I thought of adding some new state of pmState for some reason (that might be 
the same as your idea).
But I refrained from doing that, because pmState has already many states.  I 
was afraid adding a new pmState value for this bug fix would complicate the 
state management (e.g. state transition in PostmasterStateMachine()).  In 
addition, I felt PM_WAIT_BACKENDS was appropriate because postmaster is 
actually waiting for backends to terminate after sending SIGQUIT.  The state 
name is natural.

I don't have strong objection to your idea if it makes the code cleaner and 
more understandable.  Thank you very much.

Regards
MauMau




On Thu, Jun 20, 2013 at 12:33 PM, Alvaro Herrera
<alvherre@2ndquadrant.com> wrote:
> I will go with 5 seconds, then.

I'm uncomfortable with this whole concept, and particularly with such
a short timeout.  On a very busy system, things can take a LOT longer
than they think we should; it can take 30 seconds or more just to get
a prompt back from a shell command.  5 seconds is the blink of an eye.

More generally, what do we think the point is of sending SIGQUIT
rather than SIGKILL in the first place, and why does that point cease
to be valid after 5 seconds?

-- 
Robert Haas
EnterpriseDB: http://www.enterprisedb.com
The Enterprise PostgreSQL Company



Robert Haas <robertmhaas@gmail.com> writes:
> More generally, what do we think the point is of sending SIGQUIT
> rather than SIGKILL in the first place, and why does that point cease
> to be valid after 5 seconds?

Well, mostly it's about telling the client we're committing hara-kiri.
Without that, there's no very good reason to run quickdie() at all.

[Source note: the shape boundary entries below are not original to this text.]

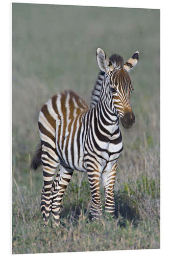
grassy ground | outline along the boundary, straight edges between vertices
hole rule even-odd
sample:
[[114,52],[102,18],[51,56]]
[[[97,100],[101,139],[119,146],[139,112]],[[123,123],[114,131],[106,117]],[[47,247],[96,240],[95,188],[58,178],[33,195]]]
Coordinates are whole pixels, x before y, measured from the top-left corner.
[[[13,253],[160,248],[160,20],[156,10],[13,4]],[[63,89],[88,103],[97,76],[95,54],[126,61],[136,116],[121,127],[114,220],[90,222],[90,189],[75,172],[64,194],[61,226],[44,227],[40,200],[41,168],[29,169],[39,140],[42,105]],[[102,199],[104,202],[102,193]]]

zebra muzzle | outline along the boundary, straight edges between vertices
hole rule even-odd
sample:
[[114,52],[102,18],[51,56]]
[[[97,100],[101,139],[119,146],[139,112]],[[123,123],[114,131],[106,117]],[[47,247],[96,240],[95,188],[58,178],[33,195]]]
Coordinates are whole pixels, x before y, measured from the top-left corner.
[[125,128],[130,128],[135,121],[135,117],[133,111],[128,111],[123,118],[120,118],[120,120]]

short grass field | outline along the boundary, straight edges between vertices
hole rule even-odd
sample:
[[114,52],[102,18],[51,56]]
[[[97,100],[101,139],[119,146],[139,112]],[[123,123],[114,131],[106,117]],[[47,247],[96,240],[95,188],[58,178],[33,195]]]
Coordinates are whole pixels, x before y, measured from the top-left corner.
[[[13,253],[160,248],[160,11],[13,4]],[[136,122],[122,125],[114,219],[90,222],[86,174],[74,172],[63,197],[61,225],[43,226],[42,168],[30,170],[37,119],[54,94],[71,89],[90,102],[99,72],[96,49],[126,62]],[[104,201],[101,186],[102,201]]]

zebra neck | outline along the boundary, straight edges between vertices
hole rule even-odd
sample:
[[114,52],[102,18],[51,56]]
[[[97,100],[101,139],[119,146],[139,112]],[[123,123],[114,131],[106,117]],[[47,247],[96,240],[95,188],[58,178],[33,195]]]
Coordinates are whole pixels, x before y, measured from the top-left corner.
[[[90,110],[89,122],[95,123],[96,120],[104,127],[110,134],[113,134],[119,126],[118,117],[108,104],[106,94],[103,93],[102,89],[96,105]],[[91,119],[90,119],[91,118]],[[95,125],[95,123],[94,123]]]

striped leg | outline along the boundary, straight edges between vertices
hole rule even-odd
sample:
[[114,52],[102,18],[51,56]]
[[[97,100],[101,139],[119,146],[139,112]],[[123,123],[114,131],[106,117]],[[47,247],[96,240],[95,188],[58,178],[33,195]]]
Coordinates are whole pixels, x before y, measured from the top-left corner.
[[102,180],[105,198],[105,211],[110,214],[111,217],[114,216],[115,204],[114,197],[114,182],[116,174],[117,163],[115,163],[111,170],[107,168],[102,174]]
[[47,225],[52,207],[52,186],[59,161],[55,152],[44,145],[42,145],[41,160],[44,186],[41,193],[41,210],[45,223]]
[[60,170],[53,184],[52,214],[57,226],[60,224],[60,211],[62,197],[71,178],[73,172],[72,169],[63,167],[61,165]]
[[102,215],[102,206],[100,194],[100,177],[98,172],[88,169],[87,175],[90,183],[92,203],[90,211],[90,219],[97,220]]

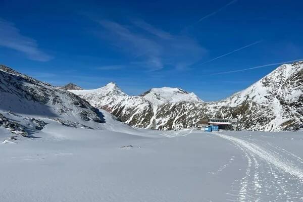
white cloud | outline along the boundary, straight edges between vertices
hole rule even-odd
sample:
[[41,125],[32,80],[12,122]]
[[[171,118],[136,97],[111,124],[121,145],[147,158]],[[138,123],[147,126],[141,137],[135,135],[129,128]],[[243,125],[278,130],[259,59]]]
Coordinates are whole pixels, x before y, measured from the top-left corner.
[[32,60],[44,62],[53,58],[39,49],[35,40],[23,36],[13,23],[1,18],[0,46],[22,52]]
[[107,65],[101,67],[98,67],[96,69],[99,70],[116,70],[121,69],[124,68],[123,65]]
[[293,63],[294,62],[297,62],[297,61],[303,61],[303,59],[290,60],[290,61],[284,61],[284,62],[281,62],[280,63],[268,64],[266,65],[259,65],[258,66],[250,67],[249,68],[241,69],[237,70],[232,70],[232,71],[228,71],[226,72],[218,72],[218,73],[214,73],[214,74],[209,74],[209,75],[219,75],[219,74],[229,74],[231,73],[243,72],[244,71],[251,70],[253,70],[253,69],[255,69],[263,68],[264,67],[272,66],[273,65],[281,65],[282,64]]
[[225,5],[223,6],[222,7],[220,8],[220,9],[215,11],[214,12],[213,12],[212,13],[210,13],[208,15],[207,15],[206,16],[200,18],[200,19],[198,21],[198,22],[201,22],[201,21],[203,21],[203,20],[208,18],[211,16],[212,16],[213,15],[215,15],[216,14],[217,14],[218,13],[220,12],[220,11],[221,11],[222,10],[224,9],[225,8],[227,7],[228,6],[230,5],[231,4],[232,4],[234,3],[235,3],[236,2],[237,2],[238,0],[233,0],[231,2],[228,3],[227,4],[226,4]]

A practical issue with starting to send SIGKILL ourselves is that we
will no longer be able to reflexively diagnose "server process died
on signal 9" as "the linux OOM killer got you".  I'm not at all
convinced that the cases where SIGQUIT doesn't work are sufficiently
common to justify losing that property.
        regards, tom lane



On Fri, Jun 21, 2013 at 2:55 PM, Tom Lane <tgl@sss.pgh.pa.us> wrote:
> Robert Haas <robertmhaas@gmail.com> writes:
>> More generally, what do we think the point is of sending SIGQUIT
>> rather than SIGKILL in the first place, and why does that point cease
>> to be valid after 5 seconds?
>
> Well, mostly it's about telling the client we're committing hara-kiri.
> Without that, there's no very good reason to run quickdie() at all.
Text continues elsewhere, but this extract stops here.